James Bovard

The Bush Crew is Slipping: Which scandal will finally bring their criminal regime to an end?

James Bovard, author of a ton of great books, including Attention Deficit Democracy, talks about the fun he had at the DC antiwar protest back in January, his belief that the Attorney General is about to be fired, the Murray Waas’s story about his obstruction of the NSA wiretapping probe, the possibility that if more torture papers come out Bush may be removed from power, the pro-freedom conservatives, the White House Iraq Group, the craven American media, the U.S. attorney scandal, and the sickness of of former UN ambassador John Bolton and his self-congratulations at prolonging the Lebanon war.

MP3 here. (20:31)

James Bovard is the author of Attention Deficit Democracy (St. Martin’s/Palgrave, 2006), and eight other books. He has written for the New York Times, War Street Journal, Washington Post, New Republic, Reader’s Digest, and many other publications. His books have been translated into Spanish, Arabic, Japanese, and Korean. He is a contributing editor for the American Conservative and a frequent contributor to Freedom Daily.

The War Street Journal called Bovard “the roving inspector general of the modern state,” and Washington Post columnist George Will called him a “one-man truth squad.” His 1994 book Lost Rights: The Destruction of American Liberty received the Free Press Association’s Mencken Award as Book of the Year. His Terrorism and Tyranny won the Lysander Spooner Award for the Best Book on Liberty in 2003. He received the Thomas Szasz Award for Civil Liberties work, awarded by the Center for Independent Thought, and the Freedom Fund Award from the Firearms Civil Rights Defense Fund of the National Rifle Association.

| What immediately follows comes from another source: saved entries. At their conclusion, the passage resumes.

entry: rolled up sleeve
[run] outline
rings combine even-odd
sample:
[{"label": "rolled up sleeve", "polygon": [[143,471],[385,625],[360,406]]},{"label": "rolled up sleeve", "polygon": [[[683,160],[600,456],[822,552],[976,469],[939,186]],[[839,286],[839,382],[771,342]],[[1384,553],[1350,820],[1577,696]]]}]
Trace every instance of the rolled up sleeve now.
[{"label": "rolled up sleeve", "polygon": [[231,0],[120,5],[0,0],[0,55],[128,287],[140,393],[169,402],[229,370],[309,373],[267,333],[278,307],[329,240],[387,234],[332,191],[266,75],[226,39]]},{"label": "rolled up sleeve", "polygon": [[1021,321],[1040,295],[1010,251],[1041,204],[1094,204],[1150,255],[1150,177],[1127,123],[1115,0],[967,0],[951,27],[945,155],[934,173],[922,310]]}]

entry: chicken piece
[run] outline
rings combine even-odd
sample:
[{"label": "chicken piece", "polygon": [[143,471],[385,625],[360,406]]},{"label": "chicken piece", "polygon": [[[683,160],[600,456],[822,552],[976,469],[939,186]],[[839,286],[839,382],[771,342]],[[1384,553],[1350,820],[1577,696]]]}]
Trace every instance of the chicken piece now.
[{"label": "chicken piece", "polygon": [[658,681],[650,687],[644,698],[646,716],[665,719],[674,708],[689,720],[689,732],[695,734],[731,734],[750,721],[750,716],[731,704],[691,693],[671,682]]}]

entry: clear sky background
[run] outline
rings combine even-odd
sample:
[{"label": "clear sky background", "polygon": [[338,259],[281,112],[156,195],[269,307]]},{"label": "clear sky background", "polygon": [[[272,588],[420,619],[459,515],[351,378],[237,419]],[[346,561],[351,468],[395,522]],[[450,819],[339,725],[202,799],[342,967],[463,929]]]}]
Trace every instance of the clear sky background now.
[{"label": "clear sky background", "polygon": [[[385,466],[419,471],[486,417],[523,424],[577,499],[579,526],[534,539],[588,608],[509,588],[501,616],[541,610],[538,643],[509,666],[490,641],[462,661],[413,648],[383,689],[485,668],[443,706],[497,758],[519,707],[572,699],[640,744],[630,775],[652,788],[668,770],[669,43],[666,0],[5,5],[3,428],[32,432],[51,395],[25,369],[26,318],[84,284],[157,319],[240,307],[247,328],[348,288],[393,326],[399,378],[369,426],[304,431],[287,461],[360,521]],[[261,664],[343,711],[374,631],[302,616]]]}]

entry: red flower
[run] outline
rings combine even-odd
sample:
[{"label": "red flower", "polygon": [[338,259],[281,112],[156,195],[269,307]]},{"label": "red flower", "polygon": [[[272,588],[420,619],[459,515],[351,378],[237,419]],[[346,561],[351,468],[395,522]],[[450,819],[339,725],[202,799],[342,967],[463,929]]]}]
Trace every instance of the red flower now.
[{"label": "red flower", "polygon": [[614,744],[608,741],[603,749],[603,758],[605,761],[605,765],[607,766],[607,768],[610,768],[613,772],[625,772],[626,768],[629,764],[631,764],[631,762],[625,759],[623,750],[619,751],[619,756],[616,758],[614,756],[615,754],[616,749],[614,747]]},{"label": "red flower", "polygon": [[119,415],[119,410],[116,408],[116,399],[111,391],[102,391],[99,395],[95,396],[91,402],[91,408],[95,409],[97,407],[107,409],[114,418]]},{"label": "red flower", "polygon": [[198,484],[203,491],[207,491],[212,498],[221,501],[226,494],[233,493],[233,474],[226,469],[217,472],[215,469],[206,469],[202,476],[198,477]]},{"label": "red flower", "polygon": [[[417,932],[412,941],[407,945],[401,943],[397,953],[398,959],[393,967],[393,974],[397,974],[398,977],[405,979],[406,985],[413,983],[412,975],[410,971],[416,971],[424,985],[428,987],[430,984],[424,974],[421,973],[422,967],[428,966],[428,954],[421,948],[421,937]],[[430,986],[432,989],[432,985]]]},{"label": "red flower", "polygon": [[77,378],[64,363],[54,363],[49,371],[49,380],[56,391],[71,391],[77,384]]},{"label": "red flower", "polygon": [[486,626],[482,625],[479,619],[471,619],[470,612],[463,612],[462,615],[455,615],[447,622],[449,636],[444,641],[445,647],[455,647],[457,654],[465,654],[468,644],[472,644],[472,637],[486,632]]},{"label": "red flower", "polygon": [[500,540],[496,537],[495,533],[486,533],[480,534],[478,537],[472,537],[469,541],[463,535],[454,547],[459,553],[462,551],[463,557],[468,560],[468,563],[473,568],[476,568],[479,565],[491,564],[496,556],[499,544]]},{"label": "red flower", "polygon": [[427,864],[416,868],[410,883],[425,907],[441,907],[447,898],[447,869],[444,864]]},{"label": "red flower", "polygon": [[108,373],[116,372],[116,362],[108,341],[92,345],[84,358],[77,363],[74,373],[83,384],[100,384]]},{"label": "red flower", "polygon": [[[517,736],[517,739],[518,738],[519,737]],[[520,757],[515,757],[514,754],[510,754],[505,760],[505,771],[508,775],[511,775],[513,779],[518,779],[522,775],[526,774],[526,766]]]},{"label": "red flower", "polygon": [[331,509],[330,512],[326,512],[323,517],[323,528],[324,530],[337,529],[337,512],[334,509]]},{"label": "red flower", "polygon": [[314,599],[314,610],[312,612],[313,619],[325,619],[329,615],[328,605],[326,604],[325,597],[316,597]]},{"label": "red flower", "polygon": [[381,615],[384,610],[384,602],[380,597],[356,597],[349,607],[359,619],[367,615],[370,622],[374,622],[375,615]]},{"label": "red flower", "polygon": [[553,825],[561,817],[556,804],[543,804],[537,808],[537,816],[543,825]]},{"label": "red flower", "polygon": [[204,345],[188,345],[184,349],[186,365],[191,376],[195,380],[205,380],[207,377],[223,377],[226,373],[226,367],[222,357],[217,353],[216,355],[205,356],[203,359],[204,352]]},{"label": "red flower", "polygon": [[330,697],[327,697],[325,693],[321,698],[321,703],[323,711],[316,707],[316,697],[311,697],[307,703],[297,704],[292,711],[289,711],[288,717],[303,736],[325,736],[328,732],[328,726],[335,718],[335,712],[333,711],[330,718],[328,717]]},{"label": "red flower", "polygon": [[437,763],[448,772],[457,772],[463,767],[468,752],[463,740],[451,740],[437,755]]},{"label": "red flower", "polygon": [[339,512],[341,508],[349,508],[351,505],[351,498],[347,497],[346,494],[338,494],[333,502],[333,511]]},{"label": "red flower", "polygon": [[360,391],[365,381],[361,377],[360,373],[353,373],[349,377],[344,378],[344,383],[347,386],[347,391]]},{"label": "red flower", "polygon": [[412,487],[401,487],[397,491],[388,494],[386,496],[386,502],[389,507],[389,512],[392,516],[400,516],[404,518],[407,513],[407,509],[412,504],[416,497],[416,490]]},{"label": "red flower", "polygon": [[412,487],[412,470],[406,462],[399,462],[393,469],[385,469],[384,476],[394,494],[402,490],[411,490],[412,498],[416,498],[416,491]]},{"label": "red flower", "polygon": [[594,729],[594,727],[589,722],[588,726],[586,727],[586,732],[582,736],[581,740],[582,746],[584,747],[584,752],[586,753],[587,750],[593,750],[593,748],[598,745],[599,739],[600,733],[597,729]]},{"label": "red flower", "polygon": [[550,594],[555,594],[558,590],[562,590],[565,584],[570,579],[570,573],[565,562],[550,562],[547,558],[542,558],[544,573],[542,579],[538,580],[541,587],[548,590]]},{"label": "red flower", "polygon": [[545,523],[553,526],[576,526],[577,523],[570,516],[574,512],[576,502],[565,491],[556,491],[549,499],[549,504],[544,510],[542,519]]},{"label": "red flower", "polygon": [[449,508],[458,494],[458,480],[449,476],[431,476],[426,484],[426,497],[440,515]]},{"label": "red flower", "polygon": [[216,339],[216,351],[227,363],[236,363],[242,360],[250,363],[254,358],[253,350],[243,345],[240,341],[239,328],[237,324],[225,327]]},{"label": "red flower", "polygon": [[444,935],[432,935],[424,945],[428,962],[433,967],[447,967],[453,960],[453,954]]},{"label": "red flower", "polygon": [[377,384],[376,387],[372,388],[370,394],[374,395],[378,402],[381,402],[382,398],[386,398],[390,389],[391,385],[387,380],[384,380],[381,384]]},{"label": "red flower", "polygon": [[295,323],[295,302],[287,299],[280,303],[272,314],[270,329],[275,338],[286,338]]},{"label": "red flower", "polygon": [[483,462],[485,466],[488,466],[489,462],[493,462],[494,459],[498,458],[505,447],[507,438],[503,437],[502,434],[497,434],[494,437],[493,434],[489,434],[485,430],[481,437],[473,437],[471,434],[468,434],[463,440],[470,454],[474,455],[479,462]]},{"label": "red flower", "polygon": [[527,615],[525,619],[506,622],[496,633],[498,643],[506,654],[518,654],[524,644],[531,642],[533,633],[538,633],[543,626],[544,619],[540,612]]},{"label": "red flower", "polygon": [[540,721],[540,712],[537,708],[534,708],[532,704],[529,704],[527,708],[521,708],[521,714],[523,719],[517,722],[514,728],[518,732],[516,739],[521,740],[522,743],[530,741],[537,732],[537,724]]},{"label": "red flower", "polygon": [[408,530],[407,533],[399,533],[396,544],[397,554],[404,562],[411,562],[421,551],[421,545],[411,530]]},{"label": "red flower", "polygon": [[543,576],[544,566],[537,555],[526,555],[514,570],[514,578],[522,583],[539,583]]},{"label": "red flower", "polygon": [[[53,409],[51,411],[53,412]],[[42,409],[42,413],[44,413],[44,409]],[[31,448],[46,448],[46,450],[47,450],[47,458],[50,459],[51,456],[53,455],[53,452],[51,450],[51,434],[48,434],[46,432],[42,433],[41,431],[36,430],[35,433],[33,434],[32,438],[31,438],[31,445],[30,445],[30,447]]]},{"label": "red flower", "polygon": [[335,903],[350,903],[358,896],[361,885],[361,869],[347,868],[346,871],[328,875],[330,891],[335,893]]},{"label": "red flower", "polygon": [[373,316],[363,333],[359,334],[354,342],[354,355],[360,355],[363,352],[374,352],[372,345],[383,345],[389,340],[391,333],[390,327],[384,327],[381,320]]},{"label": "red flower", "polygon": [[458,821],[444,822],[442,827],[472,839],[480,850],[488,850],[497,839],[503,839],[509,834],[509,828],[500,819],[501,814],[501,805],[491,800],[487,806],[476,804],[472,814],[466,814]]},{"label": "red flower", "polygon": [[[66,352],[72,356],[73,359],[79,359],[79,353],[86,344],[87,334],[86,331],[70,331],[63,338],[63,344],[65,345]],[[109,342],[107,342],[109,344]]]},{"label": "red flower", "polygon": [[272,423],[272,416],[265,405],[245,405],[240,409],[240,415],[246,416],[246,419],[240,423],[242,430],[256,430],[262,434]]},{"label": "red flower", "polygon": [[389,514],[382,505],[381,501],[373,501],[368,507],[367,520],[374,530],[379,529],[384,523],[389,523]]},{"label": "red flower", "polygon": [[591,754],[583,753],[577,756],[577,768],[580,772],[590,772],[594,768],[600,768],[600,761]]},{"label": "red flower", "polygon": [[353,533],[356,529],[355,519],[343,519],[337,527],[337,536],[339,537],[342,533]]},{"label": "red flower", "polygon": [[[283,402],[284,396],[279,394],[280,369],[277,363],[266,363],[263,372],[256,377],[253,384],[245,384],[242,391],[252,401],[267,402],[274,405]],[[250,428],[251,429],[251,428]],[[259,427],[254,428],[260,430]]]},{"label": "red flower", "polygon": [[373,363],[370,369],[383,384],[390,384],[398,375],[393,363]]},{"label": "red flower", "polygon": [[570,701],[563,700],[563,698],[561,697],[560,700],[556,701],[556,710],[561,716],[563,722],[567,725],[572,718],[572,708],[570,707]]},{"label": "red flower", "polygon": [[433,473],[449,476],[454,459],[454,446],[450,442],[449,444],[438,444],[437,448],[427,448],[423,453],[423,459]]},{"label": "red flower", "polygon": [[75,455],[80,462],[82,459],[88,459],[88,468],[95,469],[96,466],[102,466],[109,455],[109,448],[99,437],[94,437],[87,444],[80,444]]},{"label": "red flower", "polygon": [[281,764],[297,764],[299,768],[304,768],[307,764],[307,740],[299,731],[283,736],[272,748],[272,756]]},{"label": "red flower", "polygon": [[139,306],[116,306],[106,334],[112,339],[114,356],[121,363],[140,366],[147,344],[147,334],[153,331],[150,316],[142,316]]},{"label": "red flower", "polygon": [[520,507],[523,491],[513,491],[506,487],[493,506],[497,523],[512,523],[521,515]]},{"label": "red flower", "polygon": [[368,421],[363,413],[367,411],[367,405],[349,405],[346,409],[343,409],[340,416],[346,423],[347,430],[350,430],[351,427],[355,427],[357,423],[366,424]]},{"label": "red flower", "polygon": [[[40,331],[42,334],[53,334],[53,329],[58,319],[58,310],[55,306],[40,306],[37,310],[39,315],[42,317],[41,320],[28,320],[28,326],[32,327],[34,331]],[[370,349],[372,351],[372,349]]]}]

His writings have been been publicly denounced by the chief of the Federal Bureau of Investigation (FBI), the Secretary of Agriculture, the Secretary of Housing and Urban Development, the Postmaster General, and the chiefs of the U.S. International Trade Commission, the Drug Enforcement Administration, and the Federal Emergency Management Agency, as well as by many congressmen and other malcontents.